Ortaokul arkadaşımın küçük kız kardeşiydi. Çok güzeldi. Yüzü ay gibi parlaktı. Nadir gülerdi ama güldüğünde dünya güzelleşirdi. Dişleri etrafa incili ışıltılar yayardı. Az konuşurdu. Ayrıca çok az kişiyi kabul edip konuştuğundan benimle bu kadar derin muhabbet etmesine tüm aile şaşırmıştı. Onun beni kabullenmesi ailenin yakınlığını daha da pekiştirmişti. Zamanla babası Süleyman babam, annesi Fatma annem, kardeşleri de kardeşim gibi olmuştu. Bana yabancılık hissettirmemişlerdi. Öğlenleri Fatma anne benim için oğluyla azık gönderirdi. Öyle makbule geçerdi ki tarif edemem. Gurbette olduğum ve harçlıksız bulunduğumdan ancak bir poğaça alabiliyordum. Ki, o da doyurucu olmuyordu. Bu sebeple Fatma anneden gelen o öğle tostu günlük hayatımı âdeta kurtarırdı. Her neyse şimdi konumuz bu değil, meseleyi dağıtmayalım.
…
BELİK engelliydi. Yürüyemiyordu.
Kendisi için üretilmiş tekerlekli sandalyesi vardı. Onunla her gün çıkarıp gezdirirlerdi.

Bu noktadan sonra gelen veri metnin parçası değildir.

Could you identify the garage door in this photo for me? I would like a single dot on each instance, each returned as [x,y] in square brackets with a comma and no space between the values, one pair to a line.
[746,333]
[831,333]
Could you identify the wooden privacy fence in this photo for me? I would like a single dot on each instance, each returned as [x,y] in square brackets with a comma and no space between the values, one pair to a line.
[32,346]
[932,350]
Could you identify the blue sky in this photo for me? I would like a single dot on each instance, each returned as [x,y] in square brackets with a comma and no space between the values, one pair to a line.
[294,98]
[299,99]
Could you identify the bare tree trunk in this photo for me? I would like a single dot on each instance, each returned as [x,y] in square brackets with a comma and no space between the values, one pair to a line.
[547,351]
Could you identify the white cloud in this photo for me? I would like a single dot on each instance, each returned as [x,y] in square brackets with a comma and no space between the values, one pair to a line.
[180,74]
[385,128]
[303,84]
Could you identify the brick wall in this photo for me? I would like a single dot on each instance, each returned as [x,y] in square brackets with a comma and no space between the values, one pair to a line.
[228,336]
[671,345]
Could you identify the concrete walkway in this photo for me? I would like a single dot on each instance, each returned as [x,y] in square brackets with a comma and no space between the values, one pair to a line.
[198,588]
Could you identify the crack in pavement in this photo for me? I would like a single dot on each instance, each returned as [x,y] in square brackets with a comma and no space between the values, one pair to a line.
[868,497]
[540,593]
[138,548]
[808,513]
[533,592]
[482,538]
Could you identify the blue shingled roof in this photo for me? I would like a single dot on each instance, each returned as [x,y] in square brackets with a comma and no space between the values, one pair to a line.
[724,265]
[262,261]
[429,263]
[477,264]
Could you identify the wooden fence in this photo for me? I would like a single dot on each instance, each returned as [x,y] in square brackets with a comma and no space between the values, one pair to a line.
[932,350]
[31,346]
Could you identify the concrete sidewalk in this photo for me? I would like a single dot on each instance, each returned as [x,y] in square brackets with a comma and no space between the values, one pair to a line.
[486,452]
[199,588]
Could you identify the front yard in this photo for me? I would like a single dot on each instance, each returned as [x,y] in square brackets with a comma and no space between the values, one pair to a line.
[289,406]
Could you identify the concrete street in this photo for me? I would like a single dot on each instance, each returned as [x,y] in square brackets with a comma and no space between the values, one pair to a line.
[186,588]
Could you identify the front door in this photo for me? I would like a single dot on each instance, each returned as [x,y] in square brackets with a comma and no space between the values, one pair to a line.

Belirli bir güzergahları vardı. O rotayı her gün takip ediyor hava almasını sağlıyorlardı. Bir gün “Benimle de gezer misin Belik?” dediğimde hiç tereddüt etmeden “Çok isterim abi” demişti.
Bu, onun beni aileden biri olarak gördüğünün, benimsediğinin bir nişanesiydi. Sonradan öğrendiğime göre normalde izin vermiyor kimseyi kabul etmiyormuş. Buna sevinmiştim.
Hafta sonları evlerine gittiğimde bir süre hoşbeşten sonra “Haydi Belik kuşlar bizi çağırıyor, duyuyor musun?” derdim. “Duyuyorum haydi bekletmeyelim” cevabıyla hemen hazırlanmaya başlıyordu.
Belik parkları seviyordu. Kuşları seyretmeye doyamıyordu. Hatta onlarla bazen konuştuğu oluyordu.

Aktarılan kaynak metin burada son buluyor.